Les larmes débordent en silence des yeux du jeune homme, la pression retombe. « Ça fait plaisir », expriment-ils tous les deux. Une formule typiquement algérienne qui résume la retenue des deux hommes. Tout est dans les gestes, les mains qui s’agrippent aux épaules, les regards.

Une personnalité qui fédère et donne à voir une France ouverte

L’émotion relie les deux rives de la Méditerranée et même des France qui semblent ne plus se parler. Au cours de son périple dans la partie hexagonale, Mehdi rencontre et fédère des personnes de tous les horizons.

De la ville ou de la campagne, ses abonnés viennent régulièrement à sa rencontre. Des familles entières lui apportent de l’eau, des jeunes adolescents le rejoignent le temps d’un selfie, des grand-mères lui offrent des produits du terroir dans les marchés. Une mosaïque de visages révélant une France bien plus apaisée que l’image donnée par certains médias.

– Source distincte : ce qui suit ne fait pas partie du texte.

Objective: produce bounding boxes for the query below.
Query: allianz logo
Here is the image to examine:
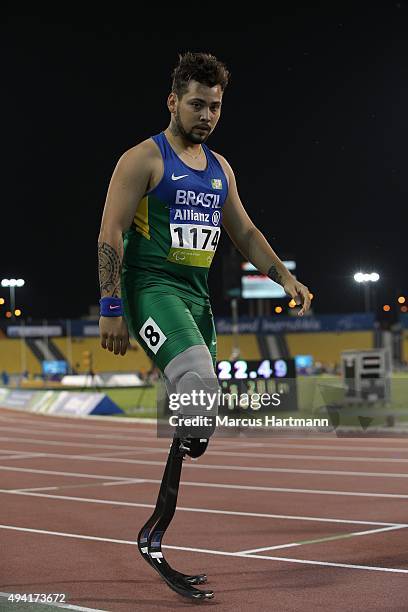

Sa communauté d’abonnés le suit dans les bons comme dans les mauvais moments. Pour leur plaisir, Mehdi Debbrah met en scène ses « popote-time » et ses « tea-time », des rendez-vous attendus comme les épisodes d’une série Netflix. Et la saison 2 arrive dans quelques jours. Le soleil méditerranéen laissera cette fois la place aux rigueurs de l’hiver. Un nouveau périple qu’il aborde avec sourire et détermination.